La investigación de Georgia Tech estuvo detrás del lanzamiento de un dispositivo de monitoreo domiciliario de insuficiencia cardíaca implantable en 2011. Pero esta nueva solución potencialmente prescindiría del procedimiento, costaría mucho menos y sería mucho más simple de usar, reduciendo la resistencia de los pacientes al monitoreo domiciliario. 

Dada su etapa inicial, la escala BCG-Electrocardiograma (ECG) del estudio, funcionó bien en las pruebas de hospital pero también en las pruebas en el hogar, lo cual fue prometedor, ya que la solución apunta principalmente al uso eventual en los domicilios.

El equipo de investigación, incluyó colaboradores de la Universidad de California de su sede en San Francisco y de  la Universidad Northwestern, publicó sus resultados en la revista IEEE Transactions on Biomedical Engineering, del  Institute of Electrical and Electronics Engineers (IEEE)

La parte electrocardiograma de la escala experimental no es nueva ni su gran información de diagnóstico, pero por sí sola no dice lo suficiente sobre la insuficiencia cardíaca. La parte de BCG es principalmente nueva, y parece valiosa para monitorear la insuficiencia cardíaca, pero también es difícil de grabar e interpretar.

El ECG tiene ondas características que los médicos han entendido durante 100 años, y ahora, las computadoras lo leen muchas veces“, dijo Inan. “Los elementos de la señal de BCG aún no se conocen bien, y no se han medido mucho en pacientes con insuficiencia cardíaca“.

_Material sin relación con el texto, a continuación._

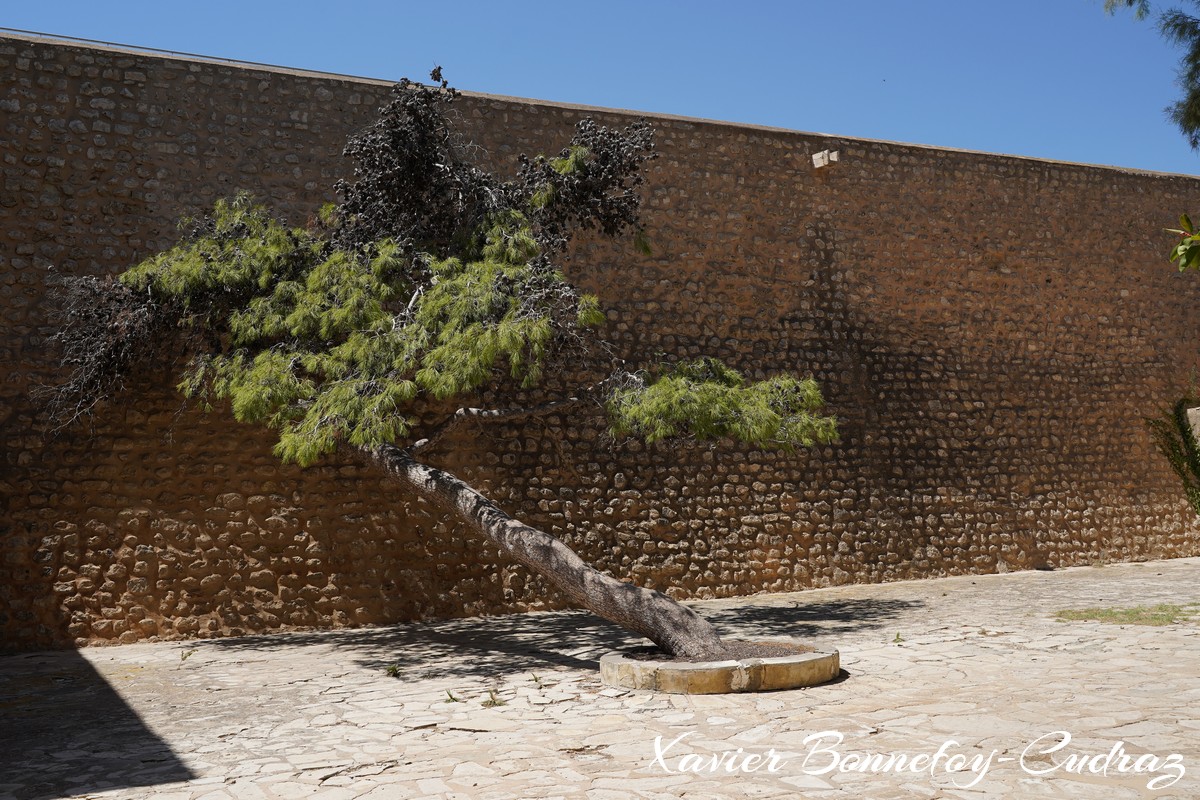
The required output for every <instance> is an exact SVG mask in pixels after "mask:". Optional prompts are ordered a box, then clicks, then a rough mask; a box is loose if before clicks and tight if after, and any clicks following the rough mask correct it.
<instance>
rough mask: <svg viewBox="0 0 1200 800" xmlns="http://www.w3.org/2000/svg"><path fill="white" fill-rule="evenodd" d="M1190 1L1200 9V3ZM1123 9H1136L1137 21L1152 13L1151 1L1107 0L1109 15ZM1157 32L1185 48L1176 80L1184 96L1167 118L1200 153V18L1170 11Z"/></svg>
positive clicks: (1170, 8) (1165, 10)
mask: <svg viewBox="0 0 1200 800" xmlns="http://www.w3.org/2000/svg"><path fill="white" fill-rule="evenodd" d="M1189 1H1190V2H1192V5H1194V6H1196V7H1198V8H1200V2H1198V0H1189ZM1121 8H1133V12H1134V16H1135V17H1136V18H1138V19H1145V18H1146V17H1148V16H1151V14H1152V13H1153V12H1152V8H1151V5H1150V0H1104V10H1105V11H1108V12H1109V13H1115V12H1116V11H1118V10H1121ZM1158 30H1159V32H1162V35H1163V37H1164V38H1166V40H1168V41H1169V42H1171V43H1172V44H1177V46H1180V47H1182V48H1183V55H1182V58H1181V59H1180V72H1178V79H1177V80H1178V85H1180V89H1181V90H1182V91H1183V97H1182V98H1180V100H1178V101H1176V102H1175V103H1171V106H1169V107H1168V108H1166V115H1168V116H1169V118H1170V119H1171V121H1172V122H1175V125H1176V126H1178V128H1180V131H1181V132H1182V133H1183V136H1184V137H1187V140H1188V144H1189V145H1192V149H1193V150H1200V18H1196V17H1194V16H1192V14H1189V13H1188V12H1186V11H1183V10H1182V8H1168V10H1165V11H1162V12H1159V13H1158Z"/></svg>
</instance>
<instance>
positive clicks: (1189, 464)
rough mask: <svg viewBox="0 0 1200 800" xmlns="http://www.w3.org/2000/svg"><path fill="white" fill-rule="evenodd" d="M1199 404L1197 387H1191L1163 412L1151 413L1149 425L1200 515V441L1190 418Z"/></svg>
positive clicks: (1158, 445)
mask: <svg viewBox="0 0 1200 800" xmlns="http://www.w3.org/2000/svg"><path fill="white" fill-rule="evenodd" d="M1198 405H1200V399H1198V398H1196V393H1195V391H1189V392H1188V393H1187V395H1184V396H1183V397H1181V398H1180V399H1177V401H1176V402H1175V404H1174V405H1171V408H1169V409H1166V410H1165V411H1163V413H1162V415H1160V416H1157V417H1148V419H1147V420H1146V425H1147V426H1148V427H1150V433H1151V435H1152V437H1153V439H1154V445H1156V446H1157V447H1158V451H1159V452H1160V453H1163V456H1164V457H1165V458H1166V462H1168V463H1169V464H1170V465H1171V469H1172V470H1174V471H1175V474H1176V475H1178V476H1180V480H1181V481H1182V482H1183V493H1184V495H1186V497H1187V499H1188V504H1189V505H1190V506H1192V509H1193V510H1194V511H1195V512H1196V513H1198V515H1200V444H1198V443H1196V437H1195V432H1193V429H1192V423H1190V421H1189V420H1188V409H1189V408H1195V407H1198Z"/></svg>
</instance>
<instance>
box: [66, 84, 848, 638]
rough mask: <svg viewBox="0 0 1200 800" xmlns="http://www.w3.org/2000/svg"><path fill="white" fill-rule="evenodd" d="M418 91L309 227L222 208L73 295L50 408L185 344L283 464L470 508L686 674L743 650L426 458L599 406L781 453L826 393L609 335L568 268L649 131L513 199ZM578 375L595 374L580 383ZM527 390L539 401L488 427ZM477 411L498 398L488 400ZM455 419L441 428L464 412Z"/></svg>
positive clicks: (615, 197)
mask: <svg viewBox="0 0 1200 800" xmlns="http://www.w3.org/2000/svg"><path fill="white" fill-rule="evenodd" d="M433 78H434V82H436V83H434V85H433V86H422V85H419V84H414V83H409V82H407V80H406V82H402V83H401V84H400V85H397V86H396V89H395V91H394V94H395V97H394V100H392V101H391V102H390V103H389V104H388V106H386V107H384V108H383V109H382V112H380V116H379V119H378V121H377V122H374V125H373V126H372V127H370V128H368V130H366V131H365V132H362V133H360V134H359V136H356V137H354V138H353V139H352V140H350V142H349V144H348V145H347V149H346V154H347V156H349V157H350V158H352V161H353V162H354V163H355V174H354V180H353V181H349V182H342V184H340V185H338V186H337V187H336V188H337V193H338V196H340V198H341V200H340V203H338V204H336V205H331V206H328V207H326V209H325V211H324V212H323V213H322V215H320V218H319V221H317V222H314V223H312V224H310V225H308V227H307V228H289V227H286V225H284V224H282V223H280V222H278V221H277V219H275V218H274V217H272V216H271V215H270V213H269V212H268V211H266V210H265V209H264V207H260V206H258V205H256V204H254V203H253V201H252V200H251V199H250V198H248V197H246V196H239V197H236V198H235V199H232V200H229V201H221V203H218V204H217V205H216V207H215V210H214V211H212V213H211V215H209V216H208V217H206V218H204V219H202V221H199V222H196V223H193V224H192V225H191V230H188V231H187V234H186V235H185V237H184V239H182V240H181V241H180V242H179V243H178V245H176V246H175V247H173V248H172V249H169V251H167V252H163V253H161V254H157V255H155V257H152V258H150V259H148V260H145V261H144V263H142V264H139V265H137V266H134V267H133V269H131V270H128V271H127V272H125V273H124V275H121V276H120V277H119V278H116V279H110V281H98V279H90V278H83V279H74V281H68V282H65V283H64V288H62V291H61V294H62V308H64V312H62V324H61V327H60V332H59V333H58V337H56V338H58V341H59V344H60V345H61V347H62V349H64V360H65V362H66V363H67V365H70V366H71V367H72V368H73V372H72V374H71V377H70V379H68V381H67V383H66V384H65V385H64V386H61V387H60V389H59V390H58V391H56V393H55V395H54V397H53V398H52V403H50V408H52V411H53V413H54V414H55V415H56V416H58V417H59V420H60V421H61V422H62V423H67V422H70V421H73V420H74V419H76V417H77V416H79V415H80V414H83V413H86V411H88V410H90V409H91V408H92V407H94V405H95V404H96V403H97V402H98V401H102V399H104V398H107V397H110V396H113V395H114V393H115V392H116V391H119V390H120V387H121V381H122V375H127V374H130V373H131V372H132V371H136V369H138V368H143V369H145V368H150V367H154V366H155V365H156V363H157V365H160V366H161V363H162V360H163V357H164V354H163V349H162V343H163V342H164V341H168V339H169V341H173V342H175V343H176V350H175V351H176V353H178V344H179V343H180V342H182V343H184V344H185V345H186V351H187V354H188V356H187V357H186V359H182V360H180V361H179V363H180V365H182V375H181V380H180V384H179V385H180V389H181V391H182V392H184V395H186V396H187V397H191V398H194V399H196V401H197V402H199V403H202V404H203V405H204V407H205V408H211V407H212V405H220V407H222V408H228V409H230V410H232V413H233V415H234V417H236V419H238V420H239V421H241V422H248V423H258V425H265V426H268V427H269V428H271V429H274V431H276V432H277V433H278V441H277V444H276V446H275V452H276V455H277V456H278V457H280V458H281V459H283V461H284V462H290V463H296V464H300V465H301V467H304V465H308V464H312V463H314V462H317V461H318V459H320V458H323V457H325V456H329V455H331V453H335V451H336V452H337V453H340V455H341V456H342V457H350V458H355V459H359V461H360V462H364V463H367V464H371V465H373V467H376V468H378V469H379V470H383V473H385V474H386V475H388V476H390V477H391V479H394V480H395V481H396V482H397V483H398V485H401V486H402V487H403V488H404V489H407V491H410V492H415V493H418V494H419V495H422V497H425V498H427V499H430V500H432V501H434V503H437V504H439V505H440V506H442V507H444V509H446V510H449V511H452V512H454V513H455V515H456V516H457V518H458V519H460V521H461V523H462V524H463V525H464V527H466V528H467V529H469V530H472V531H474V533H475V534H479V535H481V536H484V537H486V539H487V540H490V541H491V542H493V543H494V545H496V546H498V547H499V549H500V551H502V552H503V553H504V554H505V555H506V557H509V558H512V559H515V560H516V561H518V563H521V564H522V565H524V566H526V567H527V569H529V570H532V571H533V572H535V573H538V575H541V576H544V577H545V578H546V579H547V581H548V582H550V583H551V584H552V585H553V587H554V588H557V589H558V590H559V591H560V593H562V594H563V595H565V596H566V597H569V599H570V600H571V601H574V602H575V603H578V604H580V606H582V607H584V608H587V609H589V610H592V612H594V613H596V614H599V615H600V616H602V618H605V619H607V620H610V621H612V622H616V624H617V625H620V626H623V627H625V628H628V630H630V631H636V632H637V633H640V634H643V636H646V637H647V638H649V639H652V640H653V642H654V643H655V644H658V645H659V646H660V648H661V649H662V650H665V651H666V652H667V654H671V655H673V656H678V657H691V658H703V657H713V656H719V655H720V654H721V652H722V651H724V649H725V645H722V643H721V639H720V638H719V636H718V634H716V632H715V631H714V630H713V627H712V626H710V625H709V624H708V622H707V621H706V620H703V619H702V618H701V616H698V615H697V614H696V613H695V612H692V610H691V609H689V608H686V607H684V606H682V604H679V603H677V602H674V601H673V600H671V599H670V597H667V596H666V595H662V594H660V593H658V591H652V590H647V589H641V588H637V587H635V585H632V584H630V583H626V582H623V581H619V579H616V578H613V577H610V576H607V575H604V573H601V572H599V571H596V570H594V569H592V567H590V566H588V565H587V564H584V563H583V560H581V559H580V558H578V555H576V554H575V553H574V552H572V551H571V549H570V548H568V547H566V546H565V545H563V543H562V542H559V541H558V540H557V539H554V537H553V536H551V535H548V534H546V533H544V531H541V530H538V529H535V528H532V527H529V525H527V524H524V523H522V522H520V521H517V519H514V518H512V517H511V516H509V515H508V513H506V512H505V511H503V510H502V509H500V507H498V506H497V505H496V504H494V503H492V501H491V500H488V499H487V498H485V497H484V495H482V494H480V493H479V492H478V491H475V489H474V488H472V487H470V486H468V485H467V483H466V482H463V481H462V480H460V479H458V477H456V476H455V475H451V474H450V473H448V471H445V470H443V469H439V468H438V467H436V465H433V464H431V463H430V462H428V453H430V452H431V451H432V450H433V449H434V445H437V444H438V443H439V441H440V440H443V438H444V435H445V434H446V433H448V432H449V431H451V429H452V428H455V427H456V426H461V425H470V423H478V422H481V421H485V420H494V419H516V417H520V416H526V415H536V414H542V413H547V411H551V410H559V409H563V408H565V407H568V405H570V404H575V403H581V402H586V401H593V402H595V401H599V402H601V403H602V404H604V405H605V407H606V409H607V411H608V414H610V419H611V425H612V429H613V431H614V432H616V433H617V434H618V435H638V437H642V438H644V439H646V440H648V441H655V440H660V439H665V438H670V437H689V438H694V439H701V440H703V439H714V438H721V437H731V438H734V439H739V440H742V441H746V443H752V444H754V445H756V446H760V447H778V449H785V450H786V449H792V447H796V446H797V445H802V446H808V445H812V444H816V443H828V441H833V440H834V439H835V437H836V432H835V426H834V420H833V419H830V417H828V416H822V415H821V407H822V399H821V395H820V392H818V390H817V386H816V384H815V383H814V381H812V380H811V379H798V378H793V377H790V375H779V377H775V378H770V379H768V380H763V381H758V383H746V381H745V380H744V379H743V378H742V377H740V375H739V374H738V373H737V372H734V371H733V369H731V368H728V367H726V366H724V365H721V363H720V362H718V361H715V360H708V359H704V360H700V361H685V362H677V363H674V365H673V366H670V367H661V368H655V369H650V371H649V372H636V373H631V372H628V371H625V369H623V368H622V365H623V362H622V361H620V360H618V359H617V357H616V356H614V355H613V353H614V350H613V348H612V347H610V345H607V344H606V343H605V342H604V341H602V338H601V337H600V335H599V331H600V329H601V327H602V324H604V320H605V315H604V313H602V312H601V308H600V305H599V301H598V299H596V297H594V296H592V295H587V294H581V293H580V291H578V290H576V288H575V287H574V285H571V283H570V282H569V281H568V279H566V278H565V277H564V275H563V272H562V270H560V269H559V266H558V263H559V261H560V260H562V259H563V258H564V257H565V252H566V247H568V243H569V241H570V240H571V236H572V235H574V234H576V233H577V231H580V230H587V229H592V230H599V231H600V233H602V234H605V235H608V236H617V235H622V234H632V237H634V239H635V241H641V231H640V228H638V223H637V215H638V207H640V198H638V193H637V190H638V187H640V185H641V184H642V180H643V178H642V169H643V167H644V164H646V162H647V161H648V160H649V158H650V157H653V132H652V130H650V127H649V126H648V125H646V124H635V125H631V126H630V127H628V128H625V130H624V131H614V130H608V128H605V127H599V126H596V125H595V124H594V122H592V121H590V120H583V121H582V122H580V124H578V127H577V131H576V134H575V137H574V138H572V140H571V143H570V145H569V146H568V148H566V149H565V150H563V152H562V154H560V156H559V157H557V158H544V157H538V158H524V157H522V158H521V166H520V169H518V172H517V174H516V176H515V178H512V179H510V180H500V179H498V178H497V176H494V175H492V174H490V173H487V172H485V170H482V169H480V168H479V167H478V166H475V164H473V163H470V161H469V160H468V158H467V157H466V155H464V154H466V152H467V151H468V148H466V146H464V145H463V143H462V142H461V139H460V138H458V136H457V134H456V133H455V132H454V131H452V128H451V127H450V125H449V124H448V114H446V110H448V107H449V106H450V104H451V103H452V102H454V101H455V97H456V94H455V91H454V90H452V89H449V88H448V86H446V83H445V82H444V80H442V79H440V74H439V71H434V73H433ZM580 365H592V366H593V367H595V369H596V372H595V377H594V379H592V380H584V381H583V384H584V385H583V386H580V385H564V383H566V381H569V380H572V379H575V380H577V379H578V377H580V374H581V368H580ZM505 387H508V391H509V392H510V393H511V395H514V396H517V397H527V396H529V393H530V390H535V391H536V393H538V395H536V396H538V397H539V403H536V404H532V405H528V407H518V408H503V409H500V408H497V409H481V408H474V407H472V405H470V402H472V398H479V397H481V396H484V395H485V393H486V395H487V396H490V397H494V396H497V392H498V391H503V390H505ZM475 402H478V399H476V401H475ZM460 404H462V408H458V409H457V410H456V411H454V413H451V414H448V415H446V416H445V419H444V420H442V421H440V422H439V423H436V425H432V426H430V425H428V423H427V422H426V423H424V425H422V423H421V421H420V420H422V419H425V417H427V414H428V410H430V409H436V408H445V409H448V410H449V409H450V408H454V407H455V405H460Z"/></svg>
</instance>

El electrocardiograma es eléctrico; el cuerpo conduce bien sus señales y las grabaciones son claras. Por el contrario, el BCG es una señal mecánica; la grasa corporal lo amortigua, y enfrenta muchas interferencias en el cuerpo, como variaciones de tejidos y movimientos musculares. Los BCG también son más “ruidosos” en personas con enfermedad cardiovascular.

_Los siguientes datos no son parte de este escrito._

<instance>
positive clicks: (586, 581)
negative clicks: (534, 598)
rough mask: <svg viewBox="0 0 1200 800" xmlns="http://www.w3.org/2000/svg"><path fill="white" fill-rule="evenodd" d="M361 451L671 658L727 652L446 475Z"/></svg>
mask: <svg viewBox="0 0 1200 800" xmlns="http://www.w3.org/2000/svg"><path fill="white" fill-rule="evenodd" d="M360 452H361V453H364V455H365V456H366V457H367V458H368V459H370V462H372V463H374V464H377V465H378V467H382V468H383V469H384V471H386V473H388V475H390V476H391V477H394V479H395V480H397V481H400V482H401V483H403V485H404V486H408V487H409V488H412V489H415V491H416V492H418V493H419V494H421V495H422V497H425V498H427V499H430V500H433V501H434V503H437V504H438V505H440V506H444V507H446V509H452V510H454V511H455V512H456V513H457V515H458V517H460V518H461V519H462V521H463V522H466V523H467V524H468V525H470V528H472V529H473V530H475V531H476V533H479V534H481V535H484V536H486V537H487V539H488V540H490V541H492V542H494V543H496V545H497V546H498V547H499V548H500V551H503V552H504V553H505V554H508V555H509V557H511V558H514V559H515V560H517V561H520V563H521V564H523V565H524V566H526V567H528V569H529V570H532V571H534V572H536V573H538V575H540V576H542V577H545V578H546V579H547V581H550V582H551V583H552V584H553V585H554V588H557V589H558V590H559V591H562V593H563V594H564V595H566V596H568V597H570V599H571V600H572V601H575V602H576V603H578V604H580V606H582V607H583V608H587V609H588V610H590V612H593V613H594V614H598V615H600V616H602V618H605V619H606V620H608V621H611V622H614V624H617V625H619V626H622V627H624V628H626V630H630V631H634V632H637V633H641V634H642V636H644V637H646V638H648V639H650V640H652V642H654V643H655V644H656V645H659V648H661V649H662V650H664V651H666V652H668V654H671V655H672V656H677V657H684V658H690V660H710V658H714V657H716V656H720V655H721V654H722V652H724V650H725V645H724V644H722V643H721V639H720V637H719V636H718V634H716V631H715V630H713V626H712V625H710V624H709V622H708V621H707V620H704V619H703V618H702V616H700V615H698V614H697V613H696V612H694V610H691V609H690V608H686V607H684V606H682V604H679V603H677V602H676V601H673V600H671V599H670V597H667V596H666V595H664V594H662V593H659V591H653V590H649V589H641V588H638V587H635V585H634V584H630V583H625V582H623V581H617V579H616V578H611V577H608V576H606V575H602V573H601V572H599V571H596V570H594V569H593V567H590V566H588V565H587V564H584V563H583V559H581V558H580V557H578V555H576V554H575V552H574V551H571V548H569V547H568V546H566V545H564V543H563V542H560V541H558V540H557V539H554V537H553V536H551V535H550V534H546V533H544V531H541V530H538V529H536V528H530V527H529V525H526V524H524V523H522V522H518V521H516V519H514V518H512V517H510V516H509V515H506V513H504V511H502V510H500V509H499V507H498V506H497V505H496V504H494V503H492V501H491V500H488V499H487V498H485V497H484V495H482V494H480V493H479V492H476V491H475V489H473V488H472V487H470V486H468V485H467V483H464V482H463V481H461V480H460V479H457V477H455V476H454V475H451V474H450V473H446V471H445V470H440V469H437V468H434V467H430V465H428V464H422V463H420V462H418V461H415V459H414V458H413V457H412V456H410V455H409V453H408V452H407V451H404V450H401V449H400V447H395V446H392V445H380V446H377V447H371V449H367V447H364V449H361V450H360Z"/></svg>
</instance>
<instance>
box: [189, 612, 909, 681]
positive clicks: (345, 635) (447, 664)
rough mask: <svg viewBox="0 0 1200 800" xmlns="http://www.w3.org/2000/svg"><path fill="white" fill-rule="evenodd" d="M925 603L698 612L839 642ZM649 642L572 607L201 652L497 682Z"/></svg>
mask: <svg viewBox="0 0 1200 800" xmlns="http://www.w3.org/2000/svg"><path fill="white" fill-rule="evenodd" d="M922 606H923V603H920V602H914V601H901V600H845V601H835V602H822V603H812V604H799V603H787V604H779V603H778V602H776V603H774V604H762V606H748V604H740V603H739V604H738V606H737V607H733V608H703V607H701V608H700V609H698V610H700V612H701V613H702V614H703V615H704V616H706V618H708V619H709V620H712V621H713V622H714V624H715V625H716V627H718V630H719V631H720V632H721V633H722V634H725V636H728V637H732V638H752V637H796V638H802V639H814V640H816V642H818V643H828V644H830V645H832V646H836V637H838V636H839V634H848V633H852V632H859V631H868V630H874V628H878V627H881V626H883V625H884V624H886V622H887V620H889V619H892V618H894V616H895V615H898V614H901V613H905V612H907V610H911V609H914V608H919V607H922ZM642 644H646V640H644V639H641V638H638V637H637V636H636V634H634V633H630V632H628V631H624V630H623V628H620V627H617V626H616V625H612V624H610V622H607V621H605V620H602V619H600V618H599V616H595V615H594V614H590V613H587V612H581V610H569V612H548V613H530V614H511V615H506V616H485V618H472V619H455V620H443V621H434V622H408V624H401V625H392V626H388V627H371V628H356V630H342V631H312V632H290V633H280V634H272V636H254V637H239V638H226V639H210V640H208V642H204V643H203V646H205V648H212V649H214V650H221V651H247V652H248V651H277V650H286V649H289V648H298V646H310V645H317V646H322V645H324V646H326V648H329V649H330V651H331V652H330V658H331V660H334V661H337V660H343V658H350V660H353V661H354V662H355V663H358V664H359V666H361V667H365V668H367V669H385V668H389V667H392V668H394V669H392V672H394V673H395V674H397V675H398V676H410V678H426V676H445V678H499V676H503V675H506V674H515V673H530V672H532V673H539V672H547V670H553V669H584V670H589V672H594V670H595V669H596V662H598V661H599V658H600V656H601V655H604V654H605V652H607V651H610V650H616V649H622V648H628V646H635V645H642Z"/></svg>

Los pacientes con insuficiencia cardíaca tienden a ser más débiles, e inicialmente, a los investigadores les preocupaba que se tambalearan en las escalas durante las pruebas en el hogar, agregando aún más ruido a los BCG. Pero las grabaciones fueron muy productivas.

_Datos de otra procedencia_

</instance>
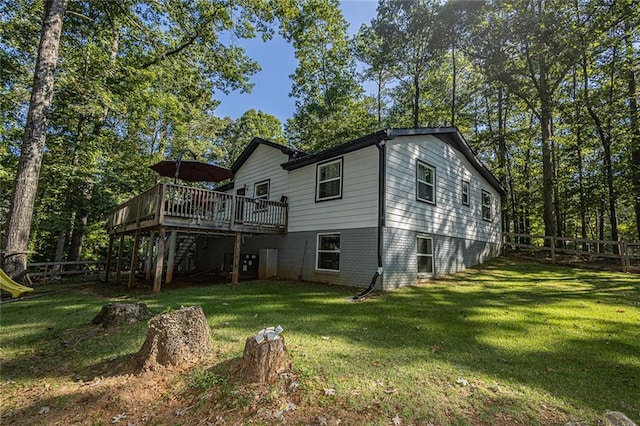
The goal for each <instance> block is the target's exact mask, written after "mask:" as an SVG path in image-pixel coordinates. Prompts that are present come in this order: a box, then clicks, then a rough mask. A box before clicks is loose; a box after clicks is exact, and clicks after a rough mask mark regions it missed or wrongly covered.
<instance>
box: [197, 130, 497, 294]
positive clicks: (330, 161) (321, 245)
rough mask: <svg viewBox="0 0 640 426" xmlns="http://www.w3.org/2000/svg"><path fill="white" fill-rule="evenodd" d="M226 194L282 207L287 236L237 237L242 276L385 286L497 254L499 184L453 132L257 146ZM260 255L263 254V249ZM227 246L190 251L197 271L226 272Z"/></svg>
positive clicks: (216, 238)
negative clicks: (323, 148)
mask: <svg viewBox="0 0 640 426" xmlns="http://www.w3.org/2000/svg"><path fill="white" fill-rule="evenodd" d="M232 170H233V171H234V173H235V179H234V182H233V183H232V184H231V185H228V186H227V187H226V188H224V189H225V190H226V191H228V192H235V193H238V194H244V195H246V196H251V197H256V198H264V199H269V200H286V201H287V202H288V204H289V212H288V232H287V234H286V235H245V236H244V238H243V242H242V248H241V253H242V265H241V273H245V274H247V275H251V274H255V273H256V272H257V264H258V263H259V257H260V254H261V251H262V255H263V256H265V255H268V256H270V257H271V258H272V259H271V260H272V261H275V263H276V265H277V266H276V268H274V269H273V270H274V271H275V272H273V273H274V274H275V275H277V276H278V277H280V278H285V279H304V280H309V281H318V282H327V283H333V284H340V285H348V286H354V287H366V286H368V285H369V282H370V281H371V279H372V276H373V275H374V274H375V273H376V271H382V275H381V276H380V278H379V279H378V281H377V284H376V288H379V289H391V288H395V287H400V286H404V285H410V284H413V283H415V282H416V281H419V280H422V279H428V278H431V277H434V276H440V275H444V274H449V273H453V272H456V271H459V270H461V269H464V268H467V267H469V266H472V265H475V264H477V263H481V262H483V261H485V260H486V259H488V258H491V257H495V256H497V254H498V252H499V248H500V240H501V239H500V235H501V218H500V195H501V194H502V192H503V189H502V187H501V186H500V184H499V183H498V181H497V180H496V179H495V177H493V175H492V174H491V173H490V172H489V171H488V170H487V169H486V168H485V167H484V166H483V165H482V164H481V163H480V162H479V161H478V160H477V159H476V158H475V156H473V154H472V153H471V150H470V149H469V147H468V145H467V144H466V142H465V141H464V139H463V138H462V136H461V135H460V134H459V133H458V131H457V129H455V128H438V129H430V128H423V129H387V130H384V131H380V132H377V133H373V134H370V135H366V136H364V137H362V138H359V139H356V140H353V141H350V142H348V143H345V144H342V145H339V146H336V147H334V148H331V149H328V150H325V151H322V152H319V153H317V154H313V155H309V154H306V153H302V152H300V151H296V150H292V149H290V148H288V147H284V146H280V145H277V144H274V143H272V142H269V141H264V140H262V139H258V138H256V139H254V140H253V141H252V142H251V144H250V145H249V146H248V147H247V149H246V150H245V151H244V152H243V154H242V155H241V156H240V158H239V159H238V161H236V163H235V164H234V166H233V167H232ZM267 249H269V251H268V252H266V251H265V250H267ZM232 252H233V241H232V238H230V237H225V236H219V237H209V238H206V239H205V238H203V239H201V240H200V241H199V242H198V249H197V253H198V256H197V258H198V260H197V262H198V268H199V269H201V270H205V269H207V268H212V267H217V266H220V267H225V263H226V264H228V262H229V257H230V253H232Z"/></svg>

Aunque una lectura del balistocardiograma  es garabato en comparación con los grabados casi uniformes de un ECG, los BCG tienen algunos patrones que son paralelos a los de un electrocardiograma. Por ejemplo, el gran pico ascendente en un ECG es seguido por la gran “onda J” del BCG.

Latidos inconsistentes

Los investigadores procesaron BCG con 3 algoritmos de aprendizaje automático, revelando patrones que difieren cuando se descompensa la insuficiencia cardíaca de un paciente.

En alguien con insuficiencia cardíaca descompensada, el flujo de sangre a través de las arterias se vuelve más desordenado, y lo vemos en la señal mecánica del BCG“, dijo Inan. “Esa diferencia no aparece en el ECG porque es una señal eléctrica“.”La característica más importante era el grado en que el BCG es variable, lo que significaría un flujo sanguíneo inconsistente. Si corta la grabación en intervalos de 20 segundos y los segmentos individuales difieren mucho entre sí, eso es un buen marcador de descompensación“, explicó Inan.